─animaTane─ドレミ

ミカエルは黙ってそれを聞き、辺りの風向きが強く荒くなる。そしてまるで泣いているかのように唐突に雨が降り始めた。


その雨は風を含み、荒々しくなる。


みゃあの頭部を優しく撫で、ミカエルは雨に濡れ、その表情に途方もない悲しみと絶望を見せた。


風は更に荒々しくなり、首都を包む豪雨となった。


みゃあ。


僕達は決して正しくはない生活を送っていた。けど、命ってそんな簡単な理由で奪えるほど軽いものなの?


僕はみゃあといられて嬉しかった。


ママは結局、帰って来なかったけど、代わりにみゃあが僕の傍にいてくれた。


僕にとって、みゃあの命は重いんだ。


間違えを犯したからと言って、軽々しく奪える命じゃない。


誰にだっているはずだよ。


みゃあはもう動かない。

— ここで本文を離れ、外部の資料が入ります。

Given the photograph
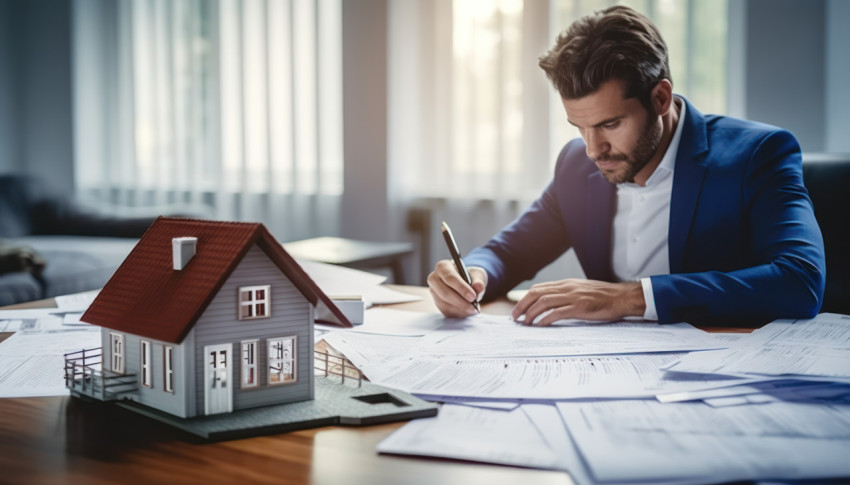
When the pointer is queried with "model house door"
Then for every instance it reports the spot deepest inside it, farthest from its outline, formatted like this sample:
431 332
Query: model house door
218 393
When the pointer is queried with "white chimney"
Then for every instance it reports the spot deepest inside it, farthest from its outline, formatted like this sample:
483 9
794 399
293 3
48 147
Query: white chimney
183 250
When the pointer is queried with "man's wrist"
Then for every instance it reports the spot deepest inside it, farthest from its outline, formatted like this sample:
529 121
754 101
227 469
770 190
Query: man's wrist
636 304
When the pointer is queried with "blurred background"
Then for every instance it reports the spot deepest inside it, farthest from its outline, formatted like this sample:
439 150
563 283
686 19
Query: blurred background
367 119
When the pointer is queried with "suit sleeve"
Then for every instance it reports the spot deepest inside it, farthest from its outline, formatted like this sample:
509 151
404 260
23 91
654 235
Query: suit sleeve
787 277
528 244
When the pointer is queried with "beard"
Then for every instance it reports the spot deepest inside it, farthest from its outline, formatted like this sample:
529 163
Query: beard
646 147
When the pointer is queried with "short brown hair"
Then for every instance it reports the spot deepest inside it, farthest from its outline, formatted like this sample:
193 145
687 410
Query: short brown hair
615 43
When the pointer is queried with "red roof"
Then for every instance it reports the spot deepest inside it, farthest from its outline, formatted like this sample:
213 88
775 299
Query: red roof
147 297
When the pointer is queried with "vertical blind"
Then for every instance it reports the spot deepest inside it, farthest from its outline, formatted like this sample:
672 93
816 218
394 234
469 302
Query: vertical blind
233 104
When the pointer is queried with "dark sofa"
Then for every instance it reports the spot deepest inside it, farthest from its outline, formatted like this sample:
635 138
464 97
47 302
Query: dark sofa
80 247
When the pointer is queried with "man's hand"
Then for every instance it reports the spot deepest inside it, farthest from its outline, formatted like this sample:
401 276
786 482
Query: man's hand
581 299
451 294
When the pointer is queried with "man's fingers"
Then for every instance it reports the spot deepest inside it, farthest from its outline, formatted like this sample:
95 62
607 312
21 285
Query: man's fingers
525 302
447 272
544 304
453 309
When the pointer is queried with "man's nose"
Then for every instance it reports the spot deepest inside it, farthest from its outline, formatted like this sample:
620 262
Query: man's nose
596 145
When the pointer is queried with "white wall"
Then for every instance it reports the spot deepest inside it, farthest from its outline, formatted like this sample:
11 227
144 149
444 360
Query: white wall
785 67
35 90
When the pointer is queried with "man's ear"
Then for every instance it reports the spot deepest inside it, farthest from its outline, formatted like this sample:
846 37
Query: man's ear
662 97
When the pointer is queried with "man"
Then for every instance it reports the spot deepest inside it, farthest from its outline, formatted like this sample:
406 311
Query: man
674 215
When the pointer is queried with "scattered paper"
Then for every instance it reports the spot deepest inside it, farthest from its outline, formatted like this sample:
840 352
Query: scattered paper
33 364
476 434
817 347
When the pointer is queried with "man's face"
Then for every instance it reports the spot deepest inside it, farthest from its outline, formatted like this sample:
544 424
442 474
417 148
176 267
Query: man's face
621 136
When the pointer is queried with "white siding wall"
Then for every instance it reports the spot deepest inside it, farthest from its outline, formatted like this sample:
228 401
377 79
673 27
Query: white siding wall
291 314
155 396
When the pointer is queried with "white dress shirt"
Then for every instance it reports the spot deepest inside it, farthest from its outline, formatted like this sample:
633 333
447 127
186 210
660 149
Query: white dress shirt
642 224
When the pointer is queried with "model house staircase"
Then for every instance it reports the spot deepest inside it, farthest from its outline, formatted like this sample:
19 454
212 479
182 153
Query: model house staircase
85 376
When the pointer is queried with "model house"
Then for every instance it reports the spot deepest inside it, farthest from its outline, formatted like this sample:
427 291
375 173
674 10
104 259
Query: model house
204 318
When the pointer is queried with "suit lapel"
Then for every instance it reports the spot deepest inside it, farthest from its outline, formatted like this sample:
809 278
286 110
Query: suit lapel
687 184
601 197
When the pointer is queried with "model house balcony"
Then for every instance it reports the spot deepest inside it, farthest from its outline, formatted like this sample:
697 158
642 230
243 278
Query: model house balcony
85 376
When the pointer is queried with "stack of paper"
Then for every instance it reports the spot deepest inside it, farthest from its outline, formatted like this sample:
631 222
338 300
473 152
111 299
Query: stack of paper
602 401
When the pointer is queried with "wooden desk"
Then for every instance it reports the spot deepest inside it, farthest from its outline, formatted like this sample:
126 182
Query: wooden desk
63 440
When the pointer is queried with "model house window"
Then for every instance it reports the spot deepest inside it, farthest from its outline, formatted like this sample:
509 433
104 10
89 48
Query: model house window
146 363
168 358
249 363
282 360
117 351
254 302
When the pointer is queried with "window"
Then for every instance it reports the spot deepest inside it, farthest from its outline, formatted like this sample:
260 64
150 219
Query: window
249 363
254 302
116 348
225 103
168 365
282 360
486 123
146 363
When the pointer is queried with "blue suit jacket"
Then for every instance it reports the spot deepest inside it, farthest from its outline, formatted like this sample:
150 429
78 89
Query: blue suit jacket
744 245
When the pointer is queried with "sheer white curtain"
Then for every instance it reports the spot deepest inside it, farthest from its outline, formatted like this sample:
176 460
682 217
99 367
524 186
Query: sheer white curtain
236 104
474 124
486 122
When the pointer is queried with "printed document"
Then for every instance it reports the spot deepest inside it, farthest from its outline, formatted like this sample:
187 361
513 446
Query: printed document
32 364
818 347
631 441
499 336
476 434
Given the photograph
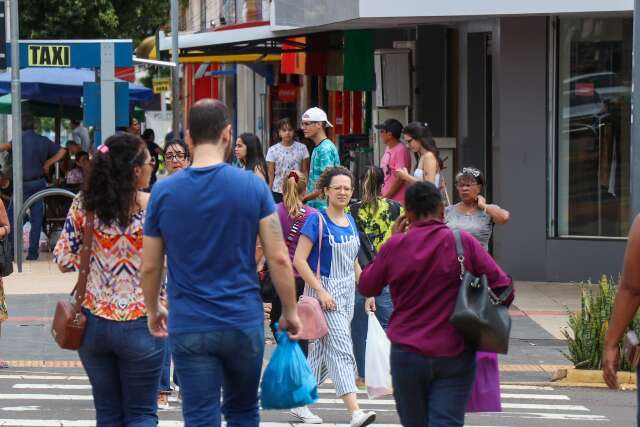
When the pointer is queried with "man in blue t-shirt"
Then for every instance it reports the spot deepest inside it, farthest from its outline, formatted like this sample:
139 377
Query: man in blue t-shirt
207 219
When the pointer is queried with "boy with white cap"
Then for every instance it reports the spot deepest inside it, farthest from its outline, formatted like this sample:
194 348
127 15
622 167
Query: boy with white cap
325 154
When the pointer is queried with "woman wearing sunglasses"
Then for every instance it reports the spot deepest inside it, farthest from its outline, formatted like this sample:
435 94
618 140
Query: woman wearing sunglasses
476 216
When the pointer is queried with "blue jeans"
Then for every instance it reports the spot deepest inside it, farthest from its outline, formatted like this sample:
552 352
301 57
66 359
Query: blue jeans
36 216
123 362
431 391
207 361
360 324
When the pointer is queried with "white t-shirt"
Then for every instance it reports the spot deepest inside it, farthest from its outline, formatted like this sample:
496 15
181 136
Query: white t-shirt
286 159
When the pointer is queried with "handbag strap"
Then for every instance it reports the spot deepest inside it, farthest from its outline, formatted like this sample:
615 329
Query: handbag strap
320 224
460 252
80 289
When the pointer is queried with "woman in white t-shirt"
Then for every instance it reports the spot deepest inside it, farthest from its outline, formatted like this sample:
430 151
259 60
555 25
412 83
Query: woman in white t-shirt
419 138
285 156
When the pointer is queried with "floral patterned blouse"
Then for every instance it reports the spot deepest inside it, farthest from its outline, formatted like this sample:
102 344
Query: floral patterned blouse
113 286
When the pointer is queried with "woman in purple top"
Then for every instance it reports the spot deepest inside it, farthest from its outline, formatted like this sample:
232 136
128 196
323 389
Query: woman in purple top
293 214
429 357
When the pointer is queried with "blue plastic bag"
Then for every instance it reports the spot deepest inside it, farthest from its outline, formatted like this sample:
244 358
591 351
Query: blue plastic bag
288 381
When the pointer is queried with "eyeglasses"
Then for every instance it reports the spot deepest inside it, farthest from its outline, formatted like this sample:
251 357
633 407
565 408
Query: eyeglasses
175 157
344 188
466 184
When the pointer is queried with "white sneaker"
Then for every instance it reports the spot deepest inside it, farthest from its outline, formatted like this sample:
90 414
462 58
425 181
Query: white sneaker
361 418
305 415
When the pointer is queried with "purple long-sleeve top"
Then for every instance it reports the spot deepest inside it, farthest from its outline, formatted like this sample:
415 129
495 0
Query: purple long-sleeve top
423 273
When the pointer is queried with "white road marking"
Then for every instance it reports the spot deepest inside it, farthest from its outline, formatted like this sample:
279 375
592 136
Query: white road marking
45 397
45 377
53 386
544 407
524 387
550 416
535 396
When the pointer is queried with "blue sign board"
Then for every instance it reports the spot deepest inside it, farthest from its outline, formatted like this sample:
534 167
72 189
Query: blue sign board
70 53
91 97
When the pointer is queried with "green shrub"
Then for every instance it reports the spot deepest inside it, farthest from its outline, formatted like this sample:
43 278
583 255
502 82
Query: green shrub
588 326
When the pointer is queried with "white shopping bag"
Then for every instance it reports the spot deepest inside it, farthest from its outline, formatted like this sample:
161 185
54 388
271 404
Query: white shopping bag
377 360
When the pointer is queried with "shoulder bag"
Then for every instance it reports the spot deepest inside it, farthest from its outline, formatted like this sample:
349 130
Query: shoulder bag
479 314
6 266
314 324
68 321
367 251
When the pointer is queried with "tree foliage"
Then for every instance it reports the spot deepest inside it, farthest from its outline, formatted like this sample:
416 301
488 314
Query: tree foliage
92 19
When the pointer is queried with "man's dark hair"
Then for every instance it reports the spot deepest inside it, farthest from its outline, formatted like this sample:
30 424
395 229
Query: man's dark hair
423 199
207 119
28 121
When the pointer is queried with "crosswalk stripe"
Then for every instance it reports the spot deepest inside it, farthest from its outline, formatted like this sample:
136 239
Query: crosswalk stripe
54 386
535 396
524 387
542 407
552 416
45 377
91 423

鳴き声を上げない。僕にすり寄り頬を舐めない。


雨粒が辺りを打ち付ける中で、濡れたミカエルの身体が風を纏い出す。すると雨粒を全て弾いた。


みゃあによく舐められた右頬に赤色の輪の紋様が浮かび上がる。


そして、悲しみと絶望をはらんだ豪雨は首都で一日中続いた。